Aulacephalodon-exemplaren zijn gevonden in zowel de Madumabisa Mudstoneformatie van Zambia als de Cistecephalus-zonesedimenten van Zuid-Afrika. Hoewel geografisch verschillende vindplaatsen, blijken de exemplaren die op beide locaties zijn gevonden morfologisch niet van elkaar te verschillen. Aangenomen wordt dat het terrein van de Cistecephalus-zone een laagland is dat bestaat uit uitgestrekte overstromingsvlakten, met veel doorkruisende beekjes die het landschap doorkruisten. Het klimaat van de Beaufortgroep tijdens het Laat-Perm was semi-aride, met seizoensgebonden regenval. Hoewel het algehele klimaat van de Cistecephalus-zone niet gunstig was om een veelheid aan milieus te vormen, was deze zone het hoogtepunt van de genetische diversiteit van dicynodonten. Aulacephalodon bezette meer dan zesentachtig procent van de rijke vindplaatsen van de Cistecephalus-zone, wat suggereert dat de habitat gedurende deze tijd buitengewoon geschikt was voor Aulacephalodon. Recente biostratigrafie van de Beaufortgroep heeft de ondergrens van de Cistecephalus-verzamelzone gemarkeerd door de eerste verschijning van Aulacephalodon en de eerste verschijning van Cistecephalus. Deze meer specifieke grens is het resultaat van een verfijnde biozonatiekartering en nieuwe technologie die nauwkeurigere geografische informatiegegevens (GIS) mogelijk maakt.

Mogelijke verklaring voor uitsterven[bewerken | brontekst bewerken]

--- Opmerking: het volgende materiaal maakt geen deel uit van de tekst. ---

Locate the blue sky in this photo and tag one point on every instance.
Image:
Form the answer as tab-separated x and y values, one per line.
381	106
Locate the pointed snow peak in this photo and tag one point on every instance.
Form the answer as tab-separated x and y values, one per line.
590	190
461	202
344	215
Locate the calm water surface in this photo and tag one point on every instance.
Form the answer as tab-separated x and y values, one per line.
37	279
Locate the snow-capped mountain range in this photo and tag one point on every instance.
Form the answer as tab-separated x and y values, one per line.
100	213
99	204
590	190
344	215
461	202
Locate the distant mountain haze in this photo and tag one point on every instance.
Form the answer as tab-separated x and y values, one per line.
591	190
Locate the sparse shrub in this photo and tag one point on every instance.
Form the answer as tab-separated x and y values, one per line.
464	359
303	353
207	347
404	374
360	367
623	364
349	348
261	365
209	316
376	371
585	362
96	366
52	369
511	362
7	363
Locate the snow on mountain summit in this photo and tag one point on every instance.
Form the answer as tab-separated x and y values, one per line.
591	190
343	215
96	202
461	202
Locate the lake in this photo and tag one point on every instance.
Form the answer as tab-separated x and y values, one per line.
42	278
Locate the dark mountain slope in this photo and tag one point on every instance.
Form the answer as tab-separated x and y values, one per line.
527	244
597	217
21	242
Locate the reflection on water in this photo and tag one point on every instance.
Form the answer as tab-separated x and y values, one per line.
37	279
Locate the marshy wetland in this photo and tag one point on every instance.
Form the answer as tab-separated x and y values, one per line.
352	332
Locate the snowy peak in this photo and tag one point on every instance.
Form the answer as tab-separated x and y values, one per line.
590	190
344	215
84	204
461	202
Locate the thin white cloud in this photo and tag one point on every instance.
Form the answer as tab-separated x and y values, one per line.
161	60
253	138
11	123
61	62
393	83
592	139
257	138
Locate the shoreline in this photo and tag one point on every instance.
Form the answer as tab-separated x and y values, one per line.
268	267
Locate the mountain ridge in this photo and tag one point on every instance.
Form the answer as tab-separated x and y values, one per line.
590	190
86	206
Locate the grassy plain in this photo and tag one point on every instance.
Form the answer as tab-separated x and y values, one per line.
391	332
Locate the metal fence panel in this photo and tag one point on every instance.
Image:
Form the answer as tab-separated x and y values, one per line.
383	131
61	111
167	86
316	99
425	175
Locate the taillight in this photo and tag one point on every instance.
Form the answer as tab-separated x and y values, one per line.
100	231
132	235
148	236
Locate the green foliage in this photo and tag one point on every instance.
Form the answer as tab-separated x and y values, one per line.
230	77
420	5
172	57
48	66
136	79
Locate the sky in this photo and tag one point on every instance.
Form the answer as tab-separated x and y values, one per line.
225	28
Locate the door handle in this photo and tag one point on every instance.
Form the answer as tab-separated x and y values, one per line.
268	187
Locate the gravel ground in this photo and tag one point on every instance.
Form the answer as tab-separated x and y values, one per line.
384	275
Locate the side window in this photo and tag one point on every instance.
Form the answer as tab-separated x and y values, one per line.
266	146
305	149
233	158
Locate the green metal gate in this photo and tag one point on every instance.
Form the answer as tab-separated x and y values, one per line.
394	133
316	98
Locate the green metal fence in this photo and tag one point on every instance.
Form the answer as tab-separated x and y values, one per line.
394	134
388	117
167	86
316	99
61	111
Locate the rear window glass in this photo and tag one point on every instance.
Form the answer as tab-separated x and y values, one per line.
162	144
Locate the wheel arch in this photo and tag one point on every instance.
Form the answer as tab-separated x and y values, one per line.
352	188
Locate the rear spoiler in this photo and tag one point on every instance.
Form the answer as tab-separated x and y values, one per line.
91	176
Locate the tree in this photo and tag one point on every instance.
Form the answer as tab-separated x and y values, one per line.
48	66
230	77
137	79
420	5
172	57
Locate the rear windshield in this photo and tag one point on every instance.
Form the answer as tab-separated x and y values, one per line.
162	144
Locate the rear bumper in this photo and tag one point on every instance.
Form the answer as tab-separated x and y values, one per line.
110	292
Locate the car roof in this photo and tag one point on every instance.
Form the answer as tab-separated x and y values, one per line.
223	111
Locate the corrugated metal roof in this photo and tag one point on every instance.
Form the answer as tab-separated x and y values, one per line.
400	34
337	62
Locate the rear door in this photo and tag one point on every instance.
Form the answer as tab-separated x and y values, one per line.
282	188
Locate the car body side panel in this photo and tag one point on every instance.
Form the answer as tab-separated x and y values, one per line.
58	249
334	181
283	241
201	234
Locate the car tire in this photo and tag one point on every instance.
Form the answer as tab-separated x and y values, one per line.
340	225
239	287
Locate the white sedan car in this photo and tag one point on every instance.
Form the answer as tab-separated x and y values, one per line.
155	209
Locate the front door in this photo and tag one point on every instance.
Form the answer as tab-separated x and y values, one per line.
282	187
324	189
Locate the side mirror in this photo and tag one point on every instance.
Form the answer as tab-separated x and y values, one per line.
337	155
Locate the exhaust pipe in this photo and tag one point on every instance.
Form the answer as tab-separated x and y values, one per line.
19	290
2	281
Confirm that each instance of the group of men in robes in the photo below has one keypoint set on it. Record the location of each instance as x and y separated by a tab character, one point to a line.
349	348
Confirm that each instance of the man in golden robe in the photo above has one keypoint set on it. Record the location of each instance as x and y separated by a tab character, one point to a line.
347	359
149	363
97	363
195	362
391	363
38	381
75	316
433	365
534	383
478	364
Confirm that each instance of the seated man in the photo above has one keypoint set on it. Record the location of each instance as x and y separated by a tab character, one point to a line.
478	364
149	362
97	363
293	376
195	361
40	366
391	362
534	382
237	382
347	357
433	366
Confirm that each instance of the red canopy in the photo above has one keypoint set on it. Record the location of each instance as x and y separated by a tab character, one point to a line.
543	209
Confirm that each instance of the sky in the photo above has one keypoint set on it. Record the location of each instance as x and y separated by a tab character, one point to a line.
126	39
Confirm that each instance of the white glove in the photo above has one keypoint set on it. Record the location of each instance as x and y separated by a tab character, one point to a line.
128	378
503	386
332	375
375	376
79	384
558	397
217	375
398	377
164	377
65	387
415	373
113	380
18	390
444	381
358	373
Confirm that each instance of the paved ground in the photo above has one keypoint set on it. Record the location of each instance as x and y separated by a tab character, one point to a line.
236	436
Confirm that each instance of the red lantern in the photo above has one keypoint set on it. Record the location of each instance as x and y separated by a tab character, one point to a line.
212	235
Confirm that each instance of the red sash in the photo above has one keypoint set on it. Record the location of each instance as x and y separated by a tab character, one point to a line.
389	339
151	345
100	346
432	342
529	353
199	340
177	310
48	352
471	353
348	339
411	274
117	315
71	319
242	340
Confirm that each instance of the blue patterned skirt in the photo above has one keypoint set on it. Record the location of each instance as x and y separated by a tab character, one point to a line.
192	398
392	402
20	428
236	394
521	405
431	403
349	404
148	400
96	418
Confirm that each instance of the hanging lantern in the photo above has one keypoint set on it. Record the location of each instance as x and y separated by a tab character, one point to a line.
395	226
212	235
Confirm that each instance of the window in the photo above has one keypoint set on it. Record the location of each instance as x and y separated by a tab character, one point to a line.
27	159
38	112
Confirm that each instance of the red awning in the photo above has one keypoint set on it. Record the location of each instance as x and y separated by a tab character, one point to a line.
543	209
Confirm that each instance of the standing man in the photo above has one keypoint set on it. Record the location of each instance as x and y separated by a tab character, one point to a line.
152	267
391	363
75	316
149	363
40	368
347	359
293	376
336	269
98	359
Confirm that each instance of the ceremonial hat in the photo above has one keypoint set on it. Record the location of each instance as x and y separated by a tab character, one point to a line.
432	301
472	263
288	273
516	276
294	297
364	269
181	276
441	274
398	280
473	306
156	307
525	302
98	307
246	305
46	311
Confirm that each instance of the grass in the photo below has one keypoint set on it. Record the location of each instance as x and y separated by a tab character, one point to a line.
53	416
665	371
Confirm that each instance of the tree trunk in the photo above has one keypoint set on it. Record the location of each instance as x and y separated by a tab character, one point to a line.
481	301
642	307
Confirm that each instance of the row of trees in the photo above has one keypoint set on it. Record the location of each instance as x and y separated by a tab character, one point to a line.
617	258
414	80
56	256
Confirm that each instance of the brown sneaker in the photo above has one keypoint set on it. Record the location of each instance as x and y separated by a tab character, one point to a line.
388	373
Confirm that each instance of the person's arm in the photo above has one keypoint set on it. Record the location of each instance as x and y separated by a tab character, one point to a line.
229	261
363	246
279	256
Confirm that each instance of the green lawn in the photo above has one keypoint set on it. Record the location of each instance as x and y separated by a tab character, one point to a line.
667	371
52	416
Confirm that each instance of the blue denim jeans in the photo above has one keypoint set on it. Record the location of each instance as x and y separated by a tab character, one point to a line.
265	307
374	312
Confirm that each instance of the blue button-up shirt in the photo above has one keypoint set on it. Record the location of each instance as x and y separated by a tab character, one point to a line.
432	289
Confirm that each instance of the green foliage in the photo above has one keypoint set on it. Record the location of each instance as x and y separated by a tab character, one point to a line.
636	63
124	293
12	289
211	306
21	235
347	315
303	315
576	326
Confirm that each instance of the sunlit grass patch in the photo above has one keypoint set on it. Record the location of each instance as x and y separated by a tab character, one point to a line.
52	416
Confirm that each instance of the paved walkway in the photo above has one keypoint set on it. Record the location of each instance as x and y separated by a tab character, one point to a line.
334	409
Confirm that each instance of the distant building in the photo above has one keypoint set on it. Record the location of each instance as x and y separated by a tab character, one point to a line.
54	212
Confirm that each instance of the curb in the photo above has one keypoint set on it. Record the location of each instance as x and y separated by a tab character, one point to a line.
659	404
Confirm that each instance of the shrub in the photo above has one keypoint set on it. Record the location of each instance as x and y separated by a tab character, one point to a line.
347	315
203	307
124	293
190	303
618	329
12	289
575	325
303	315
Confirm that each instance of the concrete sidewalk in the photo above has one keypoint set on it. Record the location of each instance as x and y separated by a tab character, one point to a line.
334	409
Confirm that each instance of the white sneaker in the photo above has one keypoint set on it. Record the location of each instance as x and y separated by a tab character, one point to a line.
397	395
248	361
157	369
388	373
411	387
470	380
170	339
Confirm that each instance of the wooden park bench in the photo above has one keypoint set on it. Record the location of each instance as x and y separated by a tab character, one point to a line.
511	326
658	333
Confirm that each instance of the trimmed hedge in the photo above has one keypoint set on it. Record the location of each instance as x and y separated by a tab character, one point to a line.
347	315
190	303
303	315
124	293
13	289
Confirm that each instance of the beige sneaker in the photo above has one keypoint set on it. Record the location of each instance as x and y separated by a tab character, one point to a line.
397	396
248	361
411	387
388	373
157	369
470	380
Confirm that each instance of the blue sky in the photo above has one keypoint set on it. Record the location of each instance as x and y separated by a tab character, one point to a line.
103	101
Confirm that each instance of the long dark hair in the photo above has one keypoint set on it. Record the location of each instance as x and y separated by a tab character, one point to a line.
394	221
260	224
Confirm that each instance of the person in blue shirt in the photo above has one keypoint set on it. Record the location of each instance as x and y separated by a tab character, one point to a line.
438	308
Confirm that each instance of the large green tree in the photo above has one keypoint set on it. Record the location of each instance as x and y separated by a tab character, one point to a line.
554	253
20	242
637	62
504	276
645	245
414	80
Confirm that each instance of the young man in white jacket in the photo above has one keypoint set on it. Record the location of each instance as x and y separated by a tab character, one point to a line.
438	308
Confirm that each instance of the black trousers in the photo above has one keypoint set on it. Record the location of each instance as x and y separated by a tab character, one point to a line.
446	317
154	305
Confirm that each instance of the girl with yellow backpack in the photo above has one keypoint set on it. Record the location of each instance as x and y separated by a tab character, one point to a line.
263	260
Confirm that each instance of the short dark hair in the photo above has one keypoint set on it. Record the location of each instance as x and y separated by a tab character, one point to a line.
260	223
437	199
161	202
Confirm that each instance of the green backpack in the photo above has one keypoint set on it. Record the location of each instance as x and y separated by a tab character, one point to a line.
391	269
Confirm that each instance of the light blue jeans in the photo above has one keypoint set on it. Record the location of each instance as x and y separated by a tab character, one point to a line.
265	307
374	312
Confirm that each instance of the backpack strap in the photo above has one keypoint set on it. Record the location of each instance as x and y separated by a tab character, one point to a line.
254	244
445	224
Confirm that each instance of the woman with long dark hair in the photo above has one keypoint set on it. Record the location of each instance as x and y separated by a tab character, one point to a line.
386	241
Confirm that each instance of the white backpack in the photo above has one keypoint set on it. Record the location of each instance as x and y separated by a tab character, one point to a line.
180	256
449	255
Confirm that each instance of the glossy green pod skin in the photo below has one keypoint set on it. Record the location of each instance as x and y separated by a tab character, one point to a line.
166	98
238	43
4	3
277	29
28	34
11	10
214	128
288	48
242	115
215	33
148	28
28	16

Sommige paleontologen suggereren dat het uitsterven van de tetrapoden in het eind-Perm, waaronder Aulacephalodon, mogelijk is veroorzaakt door verlaagde zuurstofconcentraties in de lucht, wat resulteert in hypoxie (zuurstoftekort) van zowel het milieu als het organisme. De toename in grootte van de interne neusgaten (choanae) en het secundaire verhemelte zou de ademhalingsefficiëntie van grote anomodontische therapsiden, zoals Aulacephalodon, verminderen. Vergelijking van therapsiden uit het Trias- en Laat-Perm toont een toename van de scheiding tussen de mond- en neusholten en grotere interne neusgaten bij therapsiden uit het Trias, wat een verhoogde efficiëntie van zuurstoftransport in een zuurstofarme omgeving aantoont. Een belangrijk voorbehoud bij deze verklaring voor uitsterven is dat hypoxie hoogstwaarschijnlijk slechts een van de vele samenstellende omgevingsfactoren is die hebben geleid tot het uitsterven van tetrapoden aan het eind van het Perm, dat zich kenmerkte door een extreem broeikaseffect.